The Company has been observing best governance practices and is committed to adhere to the Corporate Governance requirements on an ongoing basis. A separate section on Corporate Governance and a certificate from the Practicing Company Secretary regarding compliance of conditions of Corporate Governance, as stipulated under Clause 49 of the Listing Agreement forms part of this Annual Report.

Further, as required under Clause 49 of the Listing Agreement, a certificate from the Executive Director and Associate Director - Head of Finance & Accounts on the financial statements of your Company for the year ended on March 31, 2015, was placed before the Board at its meeting held on May 09, 2015.

RELATED PARTY TRANSACTIONS

All contracts /transactions entered by the Company during the year with related parties were on an arm's length basis and were in the ordinary course of business. During the year,

the Company has not entered into any transactions which can be considered material in accordance with the policy of the Company.

The policy dealing with related party transaction as approved by the Board may be accessed on the Company's website at the link: <http://www.cgcl.co.in/images/Downloads/Policy%20> on%20Related%20Party%20Transactions_1.pdf.

Your Directors would like to draw attention of members to Note 26 to the financial statement which sets out details of related party transactions.

CORPORATE SOCIAL RESPONSIBILITY

The Corporate Social Responsibility Committee (CSR Committee) has formulated and recommended to the Board, a Corporate Social Responsibility Policy (CSR Policy) indicating the activities to be undertaken by the Company, which has been approved by the Board.

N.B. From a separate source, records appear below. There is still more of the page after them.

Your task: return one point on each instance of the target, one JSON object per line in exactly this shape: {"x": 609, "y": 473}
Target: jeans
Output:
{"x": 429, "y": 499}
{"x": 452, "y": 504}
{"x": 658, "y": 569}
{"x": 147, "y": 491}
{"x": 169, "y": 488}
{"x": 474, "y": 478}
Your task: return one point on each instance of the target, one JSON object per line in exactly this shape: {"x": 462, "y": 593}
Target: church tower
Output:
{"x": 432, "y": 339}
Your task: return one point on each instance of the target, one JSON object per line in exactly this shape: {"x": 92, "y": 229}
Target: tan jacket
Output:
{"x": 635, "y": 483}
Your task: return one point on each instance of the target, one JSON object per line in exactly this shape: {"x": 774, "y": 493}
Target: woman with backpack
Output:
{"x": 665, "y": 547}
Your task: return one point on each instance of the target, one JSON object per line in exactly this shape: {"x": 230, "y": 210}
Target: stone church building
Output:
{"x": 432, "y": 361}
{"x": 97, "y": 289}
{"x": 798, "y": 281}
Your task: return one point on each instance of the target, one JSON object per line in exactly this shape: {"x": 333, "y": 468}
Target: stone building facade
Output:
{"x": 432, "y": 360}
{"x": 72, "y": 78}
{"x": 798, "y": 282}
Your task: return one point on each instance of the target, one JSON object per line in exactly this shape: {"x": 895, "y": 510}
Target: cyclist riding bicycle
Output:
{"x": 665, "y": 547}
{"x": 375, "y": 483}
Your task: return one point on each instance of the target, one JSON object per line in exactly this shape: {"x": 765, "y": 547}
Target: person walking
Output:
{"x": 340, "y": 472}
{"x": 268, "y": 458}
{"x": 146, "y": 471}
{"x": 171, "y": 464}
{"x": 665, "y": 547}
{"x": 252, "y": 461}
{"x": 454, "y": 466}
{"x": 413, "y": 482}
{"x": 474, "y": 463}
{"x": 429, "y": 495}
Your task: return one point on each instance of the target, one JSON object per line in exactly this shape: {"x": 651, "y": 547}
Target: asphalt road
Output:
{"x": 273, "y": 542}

The CSR Policy may be accessed on the Company's website at the link: <http://www.cgcl.co.in/images/Downloads/CSR_> Policy_Website.pdf

As part of its initiatives under"Corporate Social Responsibility" (CSR), the Company has undertaken projects in the area of education and vocational training of the unprivileged, women and differently-abled. These projects are in accordance with Schedule VII of the Companies Act, 2013. The Annual Report on CSR activities is annexed herewith marked as Annexure I to this Report.

RISK MANAGEMENT

The Board of Directors of the Company has constituted Risk Management Committee in addition to the Assets Liability Management Committee ('ALCO') which is entrusted with the responsibility to assist the Board in identification and mitigation of risks associated with the business of the Company. The details of the functioning of the Risk Management Committee and ALCO are provided in the Report on Corporate Governance forming part of this Annual Report. The Company follows a proactive risk management policy, aimed at protecting its assets and employees while at the same time ensuring growth and continuity of its business. Regular updates are made available to Board at the Board Meetings and in special cases on ad-hoc basis.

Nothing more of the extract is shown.